I wish I could repeat the little circumstances of a conversation of the four lovers with the spirit in which the young lady, I had my account from, represented it at a visit where I had the honour to be present; but it seems Dick Crastin, the admirer of Honoria, and Tom Tulip, the pretender to Flavia, were purposely admitted together by the ladies, that each might show the other that her lover had the superiority in the accomplishments of that sort of creature whom the sillier part of women call a fine gentleman. As this age has much more gross taste in courtship, as well as in every thing else, than the last had, these gentlemen are instances of it in their different manner of application.
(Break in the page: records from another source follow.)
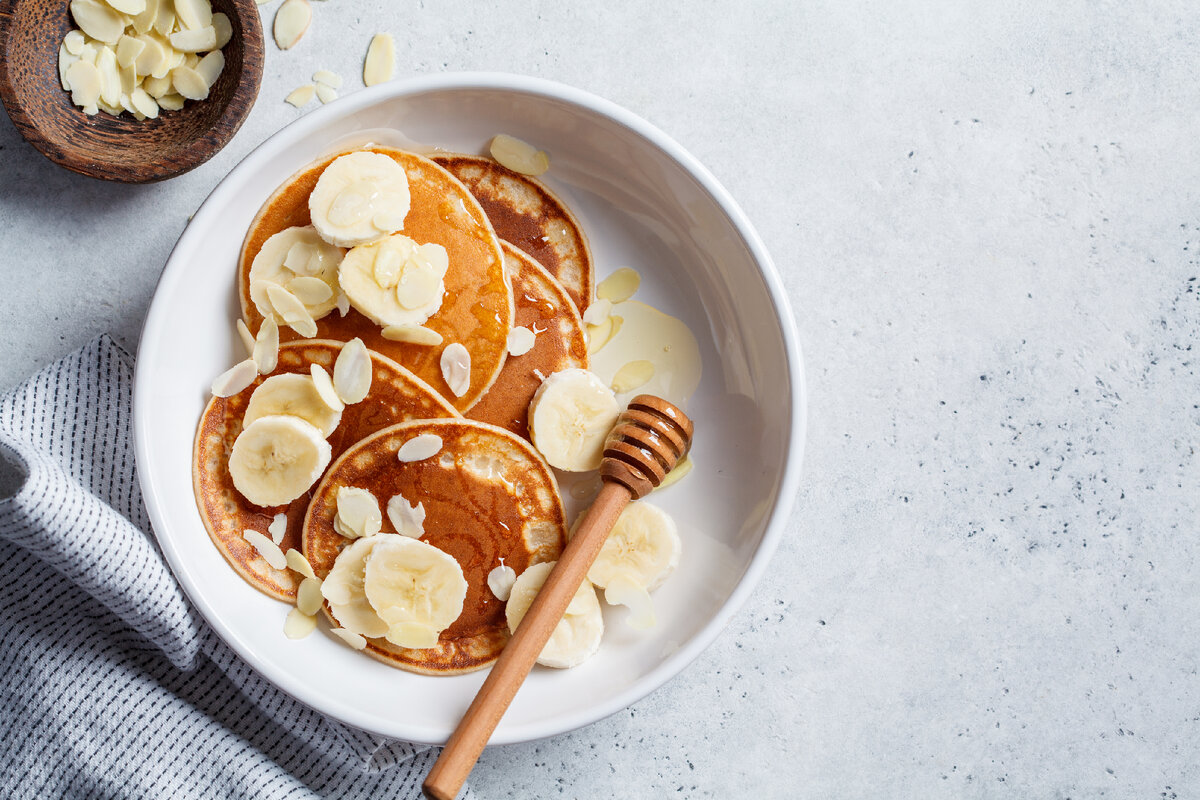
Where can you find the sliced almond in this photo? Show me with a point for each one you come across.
(246, 337)
(412, 335)
(157, 86)
(195, 40)
(223, 28)
(456, 368)
(298, 625)
(521, 341)
(73, 42)
(519, 156)
(83, 79)
(301, 96)
(353, 372)
(324, 385)
(65, 61)
(165, 20)
(631, 376)
(267, 548)
(381, 60)
(277, 528)
(191, 13)
(189, 83)
(150, 58)
(325, 95)
(310, 290)
(293, 312)
(99, 20)
(109, 76)
(309, 599)
(330, 79)
(144, 103)
(235, 379)
(129, 79)
(419, 447)
(408, 518)
(291, 23)
(267, 347)
(131, 7)
(355, 641)
(210, 67)
(298, 563)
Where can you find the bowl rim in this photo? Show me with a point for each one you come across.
(789, 481)
(205, 145)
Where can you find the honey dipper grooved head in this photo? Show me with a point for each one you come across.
(649, 438)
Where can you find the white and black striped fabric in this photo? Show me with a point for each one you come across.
(111, 685)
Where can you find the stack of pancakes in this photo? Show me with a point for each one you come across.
(517, 258)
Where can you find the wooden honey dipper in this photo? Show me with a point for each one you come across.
(647, 441)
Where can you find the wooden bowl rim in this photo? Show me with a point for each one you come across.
(225, 127)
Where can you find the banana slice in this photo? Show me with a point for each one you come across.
(577, 635)
(297, 260)
(570, 415)
(277, 458)
(293, 395)
(415, 588)
(343, 589)
(643, 546)
(395, 282)
(360, 198)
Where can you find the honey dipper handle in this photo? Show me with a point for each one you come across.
(517, 659)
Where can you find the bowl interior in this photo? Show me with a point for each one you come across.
(643, 203)
(120, 148)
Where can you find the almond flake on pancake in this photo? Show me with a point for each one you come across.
(267, 347)
(298, 563)
(298, 625)
(456, 368)
(352, 372)
(324, 385)
(521, 341)
(358, 513)
(267, 548)
(419, 447)
(309, 597)
(408, 519)
(412, 334)
(277, 528)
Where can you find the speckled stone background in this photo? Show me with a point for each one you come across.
(987, 218)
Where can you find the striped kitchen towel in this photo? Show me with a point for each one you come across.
(111, 684)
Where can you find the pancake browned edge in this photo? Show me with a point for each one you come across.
(529, 216)
(396, 395)
(477, 310)
(544, 307)
(487, 495)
Tulip is ever making allusions to the vigour of his person, the sinewy force of his make; while Crastin professes a wary observation of the turns of his mistress's mind. Tulip gives himself the air of a resistless ravisher, Crastin practises that of a skilful lover. Poetry is the inseparable property of every man in love; and

as men of wit write verses on those occasions, the rest of the world repeat the verses of others. These servants of the ladies were used to imitate their manner of conversation, and allude to one another, rather than interchange discourse in what they said when they met. Tulip the other day seized his mistress's hand, and repeated out of Ovid's Art of Love,

''Tis I can in soft battles pass the night,

Yet rise next morning vigorous for the fight,
Fresh as the day, and active as the light.'

Upon hearing this, Crastin, with an air of deference, played Honoria's fan, and repeated,

'Sedley has that prevailing gentle art,
That can, with a resistless charm, impart
The loosest wishes to the chastest heart:
Raise such a conflict, kindle such a fire,
Between declining virtue and desire,

Till the poor vanquish'd maid dissolves away

In dreams all night, in sighs and tears all day.'i

When Crastin had uttered these verses with a tenderness which at once spoke passion and respect, Honoria cast a triumphant glance at Flavia, as exulting in the elegance of Crastin's courtship, and upbraiding her with the homeliness of Tulip's. Tulip understood the reproach, and in return began to applaud the wisdom of old amorous gentlemen, who turned their mistress's imagination as far as possible from what they had long themselves forgot, and ended his discourse with a sly commendation of the doctrine of Platonic love; at the same time he ran

These verses on Sir Charles Sedley are from Lord Rochester's Imitation of Horace, 1 Sat. x.